Bundesregierung legt Beraterausgaben im BMJV-Geschäftsbereich für 2024 und 2025 offen

Bundesregierung legt Beraterausgaben im BMJV-Geschäftsbereich für 2024 und 2025 offen
Beraterkosten Justiz enthüllt

Die Bundesregierung veröffentlicht eine Übersicht zu externen Beraterleistungen im Geschäftsbereich des Bundesministeriums der Justiz und für Verbraucherschutz für die Jahre 2024 und 2025. Die Angaben für 2025 sind vorläufig und umfassen neben den Leistungen auch Informationen zu Vertragszweck und Laufzeit.

Höhepunkte

  • Die Bundesregierung veröffentlichte eine detaillierte Übersicht der externen Beraterausgaben im BMJV-Geschäftsbereich für die Jahre 2024 und 2025.
  • Für 2025 handelt es sich laut Vorlage ausdrücklich um vorläufige Daten, da die Angaben noch nicht abschließend sind.
  • Externe Berater werden einzelfallbezogen und nur bei spezialisierten, wirtschaftlich sinnvollen Bedarfen unter Beachtung von Wirtschaftlichkeit und Kontrollmechanismen beauftragt.
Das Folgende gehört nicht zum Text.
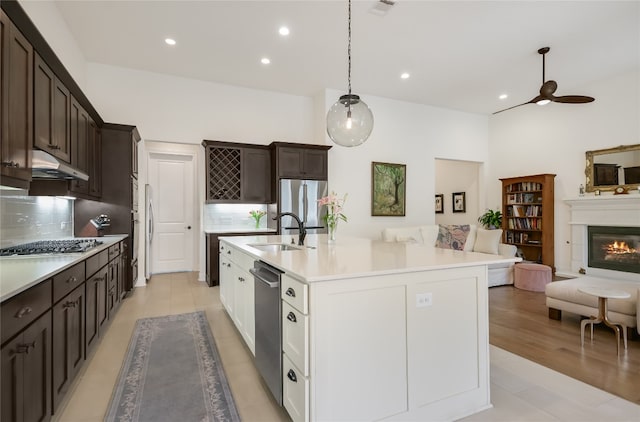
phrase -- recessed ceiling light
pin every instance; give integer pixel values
(284, 31)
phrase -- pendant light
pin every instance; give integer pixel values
(349, 120)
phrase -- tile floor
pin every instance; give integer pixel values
(520, 389)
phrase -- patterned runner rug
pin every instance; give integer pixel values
(172, 372)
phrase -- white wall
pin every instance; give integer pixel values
(172, 109)
(458, 176)
(403, 133)
(54, 29)
(554, 138)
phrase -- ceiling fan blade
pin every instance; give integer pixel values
(533, 101)
(573, 99)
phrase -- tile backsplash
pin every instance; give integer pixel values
(29, 218)
(236, 217)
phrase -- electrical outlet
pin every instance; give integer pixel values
(424, 300)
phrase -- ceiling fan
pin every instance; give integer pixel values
(548, 88)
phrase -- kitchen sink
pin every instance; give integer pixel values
(275, 247)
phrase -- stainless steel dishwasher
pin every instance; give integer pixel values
(268, 326)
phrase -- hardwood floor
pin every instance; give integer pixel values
(518, 323)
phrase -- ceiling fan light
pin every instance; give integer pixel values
(349, 121)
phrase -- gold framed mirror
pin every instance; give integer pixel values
(612, 167)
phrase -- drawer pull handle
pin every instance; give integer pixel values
(71, 304)
(24, 311)
(24, 348)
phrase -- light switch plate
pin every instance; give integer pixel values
(424, 300)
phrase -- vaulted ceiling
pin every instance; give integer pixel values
(460, 54)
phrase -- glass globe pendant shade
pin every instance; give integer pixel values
(349, 121)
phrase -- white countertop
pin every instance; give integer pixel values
(18, 273)
(352, 257)
(244, 229)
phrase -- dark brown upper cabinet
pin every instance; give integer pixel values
(16, 103)
(95, 160)
(52, 108)
(79, 145)
(238, 172)
(300, 161)
(256, 175)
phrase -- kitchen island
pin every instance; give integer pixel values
(378, 331)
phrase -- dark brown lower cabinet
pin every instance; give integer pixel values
(96, 313)
(68, 342)
(112, 286)
(26, 374)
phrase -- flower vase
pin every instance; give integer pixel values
(332, 232)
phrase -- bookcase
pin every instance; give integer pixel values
(527, 216)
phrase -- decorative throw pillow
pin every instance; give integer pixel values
(452, 236)
(487, 241)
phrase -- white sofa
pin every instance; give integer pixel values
(563, 295)
(499, 274)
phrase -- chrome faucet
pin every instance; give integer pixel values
(301, 229)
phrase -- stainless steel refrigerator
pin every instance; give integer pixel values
(301, 198)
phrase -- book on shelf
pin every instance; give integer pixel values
(519, 211)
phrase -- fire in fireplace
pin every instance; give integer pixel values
(614, 248)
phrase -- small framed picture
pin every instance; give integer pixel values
(458, 200)
(439, 203)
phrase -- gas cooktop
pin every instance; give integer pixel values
(51, 247)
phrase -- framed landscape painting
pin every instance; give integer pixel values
(459, 202)
(388, 189)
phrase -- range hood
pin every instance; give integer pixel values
(46, 166)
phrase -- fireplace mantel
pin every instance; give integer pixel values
(606, 210)
(610, 210)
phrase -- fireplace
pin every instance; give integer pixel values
(614, 248)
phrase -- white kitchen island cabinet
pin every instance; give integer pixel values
(395, 331)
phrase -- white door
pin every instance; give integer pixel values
(172, 180)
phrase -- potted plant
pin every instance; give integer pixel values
(491, 219)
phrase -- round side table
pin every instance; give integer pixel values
(603, 294)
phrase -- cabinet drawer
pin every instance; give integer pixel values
(21, 310)
(96, 262)
(236, 256)
(114, 251)
(295, 293)
(295, 337)
(67, 280)
(295, 391)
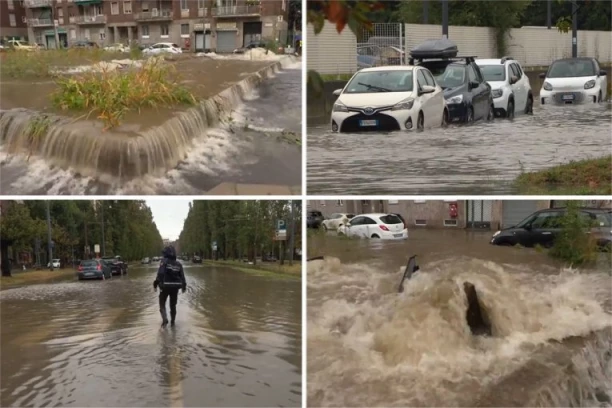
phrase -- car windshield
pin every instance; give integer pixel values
(493, 72)
(380, 81)
(571, 69)
(447, 75)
Aufstellung der Beratungsleistungen und Einsatzgründe

Wie der Deutscher Bundestag mitteilt, führt die Bundesregierung die externen Beraterleistungen in ihrer Antwort auf eine Kleine Anfrage der AfD-Fraktion detailliert auf. Die Übersicht bezieht sich auf die Jahre 2024 und 2025 und enthält auch Angaben dazu, welchem Zweck die jeweiligen Verträge dienen und über welchen Zeitraum sie laufen.

Für das Jahr 2025 verweist die Vorlage ausdrücklich auf einen vorläufigen Datenstand. Damit ordnet die Bundesregierung die Angaben als noch nicht abschließend ein.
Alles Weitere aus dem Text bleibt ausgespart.